Rispetto alla concorrenza, Half Life poteva contare su uno dei primi esempi di ambiente interattivo con un motore fisico convincente, che offriva al giocatore una serie di puzzle con cui variare il ritmo di gioco. Costruire una scala di casse per raggiungere un piano elevato, usare correnti d’aria per arrivare in zone inaccessibili, sfruttare getti bollenti per uccidere i mostri, oggi sono meccaniche banali, ma all’epoca facevano parte di una grammatica d’avanguardia del game design.

Contemporaneamente, Half Life è stato progettato fin da subito per essere un progetto modulare.

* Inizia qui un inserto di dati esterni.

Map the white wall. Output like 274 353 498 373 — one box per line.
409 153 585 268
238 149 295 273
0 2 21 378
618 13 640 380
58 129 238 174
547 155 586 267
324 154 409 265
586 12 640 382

Al gioco originale, sono seguite due espansioni, Opposing Force e Blue Shift, che ampliavano la narrazione seguendo punti di vista differenti; l’impatto più significativo, infine, come spesso accade, è stato confermato da chi ha poi modificato il gioco per creare qualcosa di completamente nuovo.

Esattamente come Doom, anche gli strumenti di level design del titolo Valve sono stati disponibili per una community di modder che in quegli anni poteva finalmente scatenarsi con strumenti estremamente potenti e flessibili. La stessa Valve per promuovere il kit convertì una famosa mod di Quake, Team Fortress, il cui seguito è ancora oggi uno dei titoli più giocati online. Un anno dopo l’uscita di Half Life, Minh Le e Jess Cliffe — due game designer indipendenti appassionati di mod — hanno sviluppato un gioco basato sullo stesso motore di gioco che contrapponeva terroristi e forze speciali: Counter-Strike. Dopo un anno, i due sono stati assunti in Valve, che, comprando anche tutte le proprietà intellettuali, si è assicurata uno dei giochi eSport più importanti di sempre.

Dopo il primo Half Life, con cui Valve ha fatto il botto in termini di critica e vendite, il secondo capitolo della saga ha lanciato un nuovo motore grafico, Source, che è diventato la pietra angolare di migliaia di giochi, legandosi all’arrivo di Steam. Con tutte le conseguenze del caso per quanto riguarda il modo in cui i giochi vengono distribuiti e sviluppati, Source e Steam hanno consolidato Freeman come uno dei personaggi più riconoscibili del settore. Ma questa è un’altra storia, di cui parleremo il 16 novembre 2024, quando sarà Half Life 2 a compiere i 20 anni.